THE number of complaints made to Worcester City Council has increased 36 per cent year-on-year, it has emerged.

But politicians insist the rise is because a new online system has been created making it easier than ever for people’s gripes to be heard.

Data for the first six months of the 2013/14 financial year shows 147 complaints were made, compared with 108 during the same period last year.

Of those, 81 were about the cleaner and greener department, which deals with bin collections, car parking enforcement, parks and the environment.

A new report on the data says “a number” of the complaints were about non-city council issues, such as highways and public transport, that were logged by mistake.

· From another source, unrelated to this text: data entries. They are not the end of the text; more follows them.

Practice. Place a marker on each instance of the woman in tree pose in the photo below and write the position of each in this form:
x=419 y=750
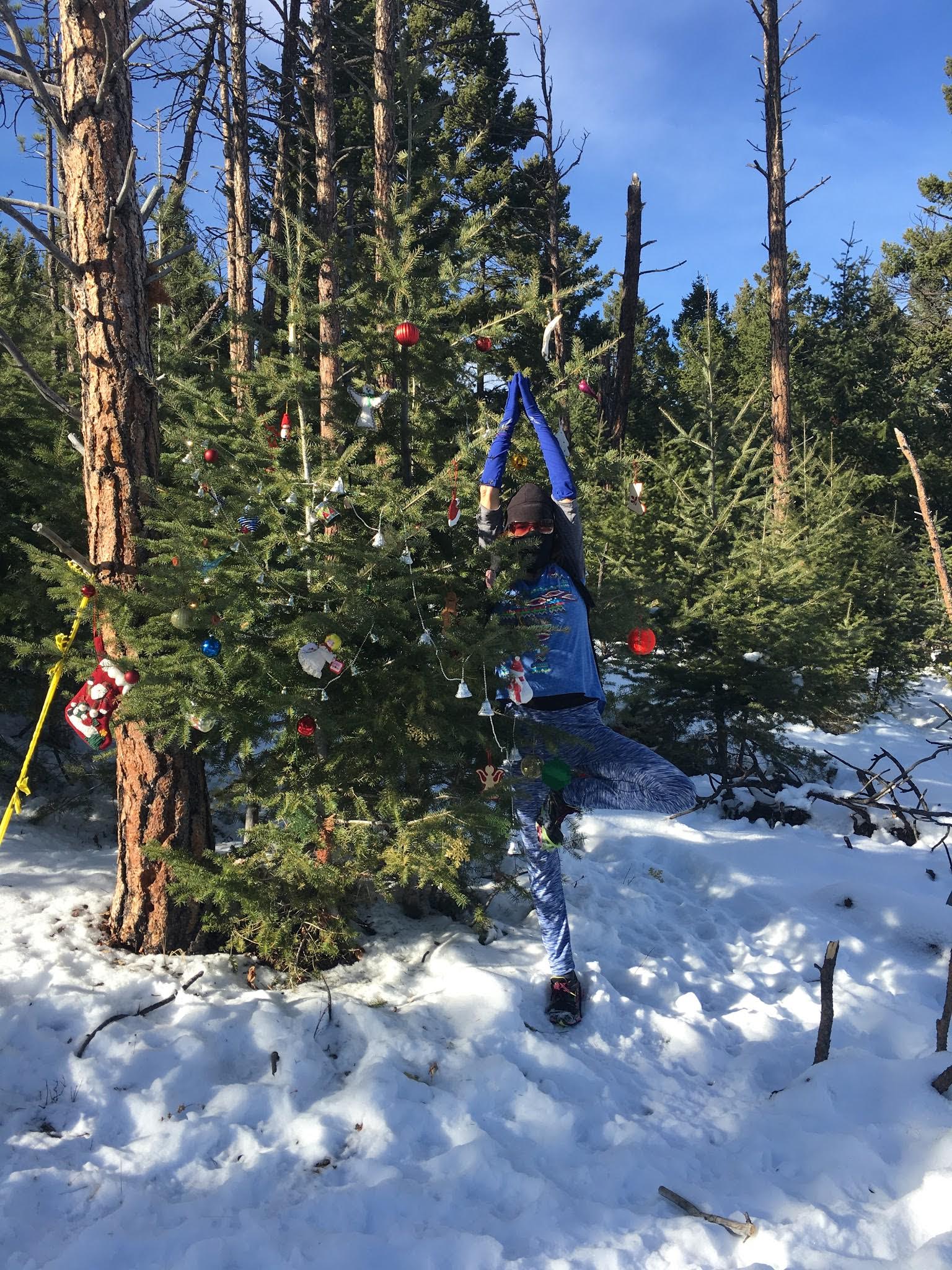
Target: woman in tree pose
x=555 y=690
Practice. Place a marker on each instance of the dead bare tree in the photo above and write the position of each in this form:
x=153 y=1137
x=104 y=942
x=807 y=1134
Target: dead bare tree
x=162 y=794
x=938 y=559
x=777 y=88
x=276 y=271
x=552 y=141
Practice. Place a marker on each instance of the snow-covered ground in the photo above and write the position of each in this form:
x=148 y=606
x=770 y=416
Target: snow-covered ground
x=434 y=1122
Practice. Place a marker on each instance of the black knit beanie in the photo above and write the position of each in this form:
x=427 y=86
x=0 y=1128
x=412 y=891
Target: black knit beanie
x=528 y=505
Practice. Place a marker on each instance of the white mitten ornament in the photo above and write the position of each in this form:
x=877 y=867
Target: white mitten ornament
x=315 y=657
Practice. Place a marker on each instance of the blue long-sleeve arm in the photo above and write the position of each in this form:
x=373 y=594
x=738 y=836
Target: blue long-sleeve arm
x=559 y=471
x=499 y=451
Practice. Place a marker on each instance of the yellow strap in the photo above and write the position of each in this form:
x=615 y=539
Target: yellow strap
x=64 y=643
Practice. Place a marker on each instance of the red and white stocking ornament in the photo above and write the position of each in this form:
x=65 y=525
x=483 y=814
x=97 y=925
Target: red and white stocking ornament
x=92 y=708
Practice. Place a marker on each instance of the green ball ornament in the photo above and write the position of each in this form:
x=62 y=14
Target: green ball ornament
x=557 y=774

During the same period, 24 compliments were paid to the council, of which 22 were praising the services on offer. These included flower beds looking nice, the varied plantation around the city and refuse crews coming back swiftly to collect forgotten bins. Staff at the Hive also came in for praise.

The report was debated during a meeting of the performance, management budget scrutiny committee, at which some politicians voiced concerns about the rise in complaints.

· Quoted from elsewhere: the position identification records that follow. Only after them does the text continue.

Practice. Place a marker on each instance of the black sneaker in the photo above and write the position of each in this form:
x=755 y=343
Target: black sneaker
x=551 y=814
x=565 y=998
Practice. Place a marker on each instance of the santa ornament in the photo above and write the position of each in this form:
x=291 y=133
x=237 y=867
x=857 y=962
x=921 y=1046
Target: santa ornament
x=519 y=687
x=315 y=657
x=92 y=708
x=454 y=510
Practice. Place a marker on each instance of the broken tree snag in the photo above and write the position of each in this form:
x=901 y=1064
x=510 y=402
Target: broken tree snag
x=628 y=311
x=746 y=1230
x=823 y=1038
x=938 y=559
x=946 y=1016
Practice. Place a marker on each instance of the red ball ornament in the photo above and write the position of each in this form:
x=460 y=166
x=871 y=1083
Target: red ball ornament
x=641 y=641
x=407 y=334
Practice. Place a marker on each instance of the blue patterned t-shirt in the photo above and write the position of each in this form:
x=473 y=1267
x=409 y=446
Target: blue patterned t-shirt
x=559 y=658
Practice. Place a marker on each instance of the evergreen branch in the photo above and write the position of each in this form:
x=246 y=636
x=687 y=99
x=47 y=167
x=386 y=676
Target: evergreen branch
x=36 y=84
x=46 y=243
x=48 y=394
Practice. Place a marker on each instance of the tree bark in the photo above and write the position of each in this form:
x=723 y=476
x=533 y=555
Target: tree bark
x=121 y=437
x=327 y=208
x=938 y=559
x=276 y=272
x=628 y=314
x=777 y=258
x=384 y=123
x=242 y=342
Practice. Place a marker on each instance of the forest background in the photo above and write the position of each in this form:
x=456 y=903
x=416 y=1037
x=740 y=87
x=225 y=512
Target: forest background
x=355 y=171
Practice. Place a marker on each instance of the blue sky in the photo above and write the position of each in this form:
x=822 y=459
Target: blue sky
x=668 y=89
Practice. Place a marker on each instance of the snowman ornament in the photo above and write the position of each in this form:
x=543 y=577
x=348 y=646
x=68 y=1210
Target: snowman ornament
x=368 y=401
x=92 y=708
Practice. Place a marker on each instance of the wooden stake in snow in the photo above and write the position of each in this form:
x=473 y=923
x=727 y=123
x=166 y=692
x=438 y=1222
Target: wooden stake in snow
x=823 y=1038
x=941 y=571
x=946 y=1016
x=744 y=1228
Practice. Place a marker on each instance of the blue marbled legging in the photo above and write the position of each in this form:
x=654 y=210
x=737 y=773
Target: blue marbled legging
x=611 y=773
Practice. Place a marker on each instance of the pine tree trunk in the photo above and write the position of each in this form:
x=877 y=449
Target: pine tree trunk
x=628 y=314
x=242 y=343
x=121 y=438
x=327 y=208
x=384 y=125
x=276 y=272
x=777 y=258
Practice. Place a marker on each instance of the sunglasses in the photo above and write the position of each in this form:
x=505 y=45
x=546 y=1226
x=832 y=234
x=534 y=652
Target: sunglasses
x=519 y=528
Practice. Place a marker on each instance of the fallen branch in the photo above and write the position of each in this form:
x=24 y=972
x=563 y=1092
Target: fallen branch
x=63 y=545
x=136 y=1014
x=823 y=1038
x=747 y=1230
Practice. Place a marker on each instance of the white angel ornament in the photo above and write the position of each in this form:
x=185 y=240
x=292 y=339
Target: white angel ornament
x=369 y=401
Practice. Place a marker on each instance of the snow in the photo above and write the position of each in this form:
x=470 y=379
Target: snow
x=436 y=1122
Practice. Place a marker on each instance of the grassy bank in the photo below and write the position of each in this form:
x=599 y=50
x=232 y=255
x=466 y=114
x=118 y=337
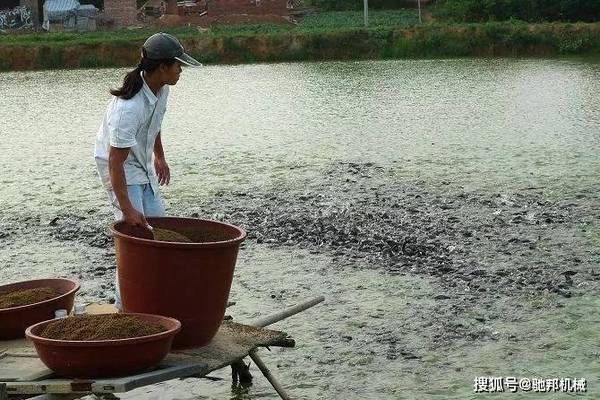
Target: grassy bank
x=327 y=36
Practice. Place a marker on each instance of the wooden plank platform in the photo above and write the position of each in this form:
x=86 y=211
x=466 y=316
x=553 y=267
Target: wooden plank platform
x=24 y=374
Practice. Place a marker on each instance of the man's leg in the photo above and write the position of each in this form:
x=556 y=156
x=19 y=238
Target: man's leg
x=135 y=194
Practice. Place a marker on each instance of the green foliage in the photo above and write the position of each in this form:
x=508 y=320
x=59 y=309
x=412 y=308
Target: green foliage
x=99 y=4
x=350 y=5
x=353 y=5
x=526 y=10
x=350 y=19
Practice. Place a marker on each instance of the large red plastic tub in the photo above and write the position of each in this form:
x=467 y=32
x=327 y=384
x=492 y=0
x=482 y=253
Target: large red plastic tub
x=105 y=358
x=187 y=281
x=14 y=320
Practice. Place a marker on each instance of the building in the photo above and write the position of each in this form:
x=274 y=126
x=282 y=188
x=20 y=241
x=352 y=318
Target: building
x=120 y=12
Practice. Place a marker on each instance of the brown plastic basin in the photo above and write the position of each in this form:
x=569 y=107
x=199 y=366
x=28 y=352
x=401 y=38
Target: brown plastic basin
x=187 y=281
x=14 y=320
x=104 y=358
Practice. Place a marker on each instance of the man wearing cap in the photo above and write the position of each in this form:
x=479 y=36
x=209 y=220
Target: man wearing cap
x=129 y=153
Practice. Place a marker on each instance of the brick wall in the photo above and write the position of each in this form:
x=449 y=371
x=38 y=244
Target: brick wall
x=34 y=6
x=121 y=12
x=224 y=7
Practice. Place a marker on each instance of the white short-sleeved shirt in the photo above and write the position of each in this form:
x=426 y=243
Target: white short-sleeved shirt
x=134 y=124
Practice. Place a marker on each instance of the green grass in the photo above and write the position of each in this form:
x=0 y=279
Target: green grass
x=315 y=23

Councillor Roger Knight said he was concerned the city could have a “serious problem” unless the total came down.

Councillor Simon Geraghty, the opposition Tory group leader, said: “It’s good to have this data, the rise might be because we are communicating (the complaints system) better, or because people’s tolerance levels are lower, or maybe services are declining, we don’t know.”

After the meeting Councillor Lynn Denham, the cabinet member for community engagement, said the complaints system had been revamped.

“We’ve got an online system which allows us to have one centralised database of complaints, rather than relying on the individual departments, because it wasn’t always adequately collated together,” he said.

“Since it came into place two of those are mine, because it’s so easy to do. We want to get this information and feedback so if something goes wrong, we can use that to help improve a service.”